The first implicit name that we must determine is for the join table itself. The JPA rule for join table naming is that the primary tables for each side, owning side first, are concatenated together with an underscore (_) in between. Here that would resolve to Book_Person.

Next we need to determine the implicit names of both the join column (@JoinTable#joinColumns) and the inverse join column (@JoinTable#inverseJoinColumns). Here is what the JPA spec says for the implicit naming of a join column:

The concatenation of the following: the name of the referencing relationship property or field of the referencing entity or embeddable class; ""; the name of the referenced primary key column.
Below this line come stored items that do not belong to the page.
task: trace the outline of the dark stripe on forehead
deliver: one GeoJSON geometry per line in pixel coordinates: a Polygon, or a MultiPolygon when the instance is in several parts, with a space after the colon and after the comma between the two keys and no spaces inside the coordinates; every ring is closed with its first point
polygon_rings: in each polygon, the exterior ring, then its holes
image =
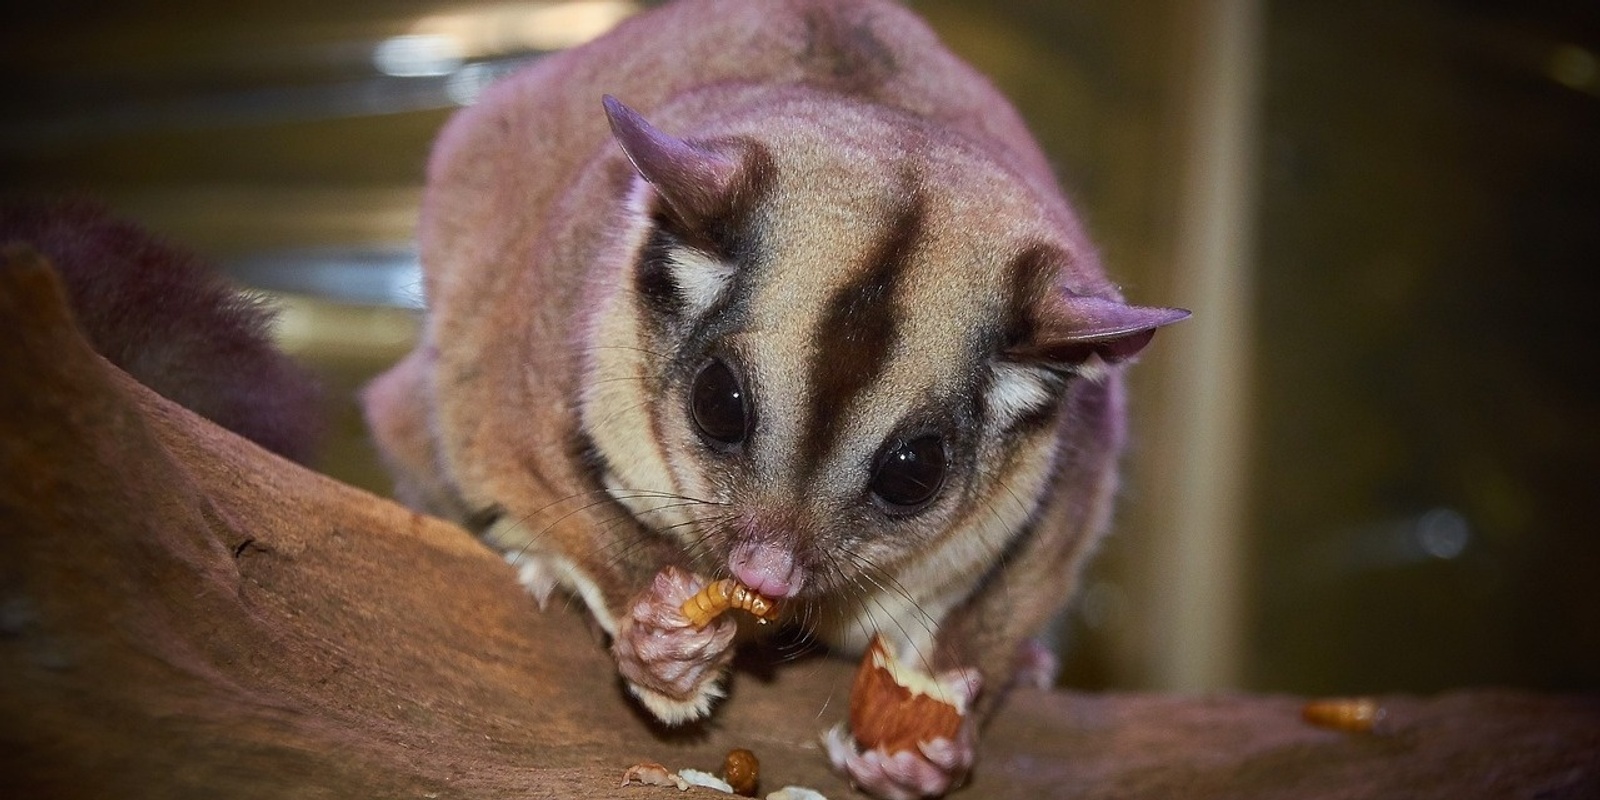
{"type": "MultiPolygon", "coordinates": [[[[909,182],[908,182],[909,183],[909,182]]],[[[922,239],[926,210],[912,184],[859,276],[828,298],[811,356],[811,406],[800,444],[804,472],[813,473],[838,438],[850,402],[888,363],[899,328],[895,289],[922,239]]]]}

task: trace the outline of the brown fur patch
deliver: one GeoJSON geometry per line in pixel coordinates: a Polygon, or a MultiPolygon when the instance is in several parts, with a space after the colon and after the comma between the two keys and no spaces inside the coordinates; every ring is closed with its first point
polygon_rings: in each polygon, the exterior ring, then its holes
{"type": "Polygon", "coordinates": [[[1006,267],[1011,297],[1002,331],[1005,352],[1020,352],[1037,334],[1039,305],[1049,296],[1056,258],[1048,247],[1034,244],[1023,248],[1006,267]]]}
{"type": "Polygon", "coordinates": [[[899,327],[895,290],[922,239],[925,223],[922,195],[913,189],[883,239],[863,260],[859,277],[828,300],[811,362],[811,424],[803,444],[811,470],[838,437],[841,412],[888,362],[899,327]]]}

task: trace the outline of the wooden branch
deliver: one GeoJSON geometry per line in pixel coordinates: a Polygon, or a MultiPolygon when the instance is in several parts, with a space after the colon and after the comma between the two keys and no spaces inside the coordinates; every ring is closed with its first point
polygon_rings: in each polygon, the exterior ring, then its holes
{"type": "MultiPolygon", "coordinates": [[[[465,531],[133,382],[47,264],[5,262],[0,796],[675,797],[617,787],[733,747],[763,791],[854,796],[817,745],[853,665],[741,672],[710,724],[665,735],[580,609],[541,612],[465,531]]],[[[1022,691],[965,796],[1600,796],[1594,698],[1385,698],[1385,736],[1301,702],[1022,691]]]]}

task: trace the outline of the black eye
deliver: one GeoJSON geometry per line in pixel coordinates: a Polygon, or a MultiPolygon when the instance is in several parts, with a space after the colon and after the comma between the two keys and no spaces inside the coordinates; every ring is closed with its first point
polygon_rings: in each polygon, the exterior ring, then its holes
{"type": "Polygon", "coordinates": [[[689,390],[689,413],[700,435],[712,442],[731,445],[744,441],[744,388],[727,364],[712,359],[700,368],[689,390]]]}
{"type": "Polygon", "coordinates": [[[878,460],[872,493],[898,512],[915,511],[944,485],[944,442],[923,436],[901,442],[878,460]]]}

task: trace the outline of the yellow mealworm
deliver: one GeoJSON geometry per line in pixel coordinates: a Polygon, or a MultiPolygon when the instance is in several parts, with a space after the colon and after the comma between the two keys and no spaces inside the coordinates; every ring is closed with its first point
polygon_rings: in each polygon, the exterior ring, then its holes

If there is no such referencing relationship property or field in the entity, or if the join is for an element collection, the join column name is formed as the concatenation of the following: the name of the entity; ""; the name of the referenced primary key column.

The wording there is, unfortunately, a bit opaque. The idea is that this is the property on the other side of the association. Confusingly, for a bi-directional many-to-many, there are 2 "other sides" depending on your perspective :)

JoinTable#joinColumns describes the columns that join from the join table rows back to the Book table. The phrase "referencing relationship property" describes the property that uses that column to reference Book`s as its elements; here, `Person#books. Thus, the implicit name for the join column would resolve to books_id.

@JoinTable#inverseJoinColumns describes the columns that join the join table rows to Person table. Here, the phrase "referencing relationship property" means the Book#authors property. So the implicit name for the join column would resolve to authors_id.

This gives us the following relational model:

create table Book (
    id integer not null,
    primary key (id)
)
create table Person (
    id integer not null,
    primary key (id)
)
create table Book_Person (
    books_id integer not null,
    authors_id integer not null,
    primary key(books_id,authors_id),
    foreign key (books_id) references Book(id),
    foreign key (authors_id) references Person(id)
)
Uni-directional implicit model
@Entity
class Book {
    @Id
    Integer id;

    @ManyToMany
    Set<Person> authors;
}

@Entity
class Person {
    @Id
    Integer id;
}

Just as we saw above with the bi-directional implicit model, the join table name here will be resolved as Book_Person. And just as above, the implicit name of the FK column joining Book_Person to Person will be resolved as authors_id.

However, the implicit name of the inverse join column will resolve differently in this uni-directional case because here we no longer have a "referencing relationship property" for that column. Specifically, the Person#books property is not part of the model. So here we would engage the other part of the naming rule quoted from the spec and resolve to Book_id. So all-in-all, the only difference in the relational model in these 2 cases it that Book_Person.books_id from the bi-directional model would instead be Book_Person.Book_id here.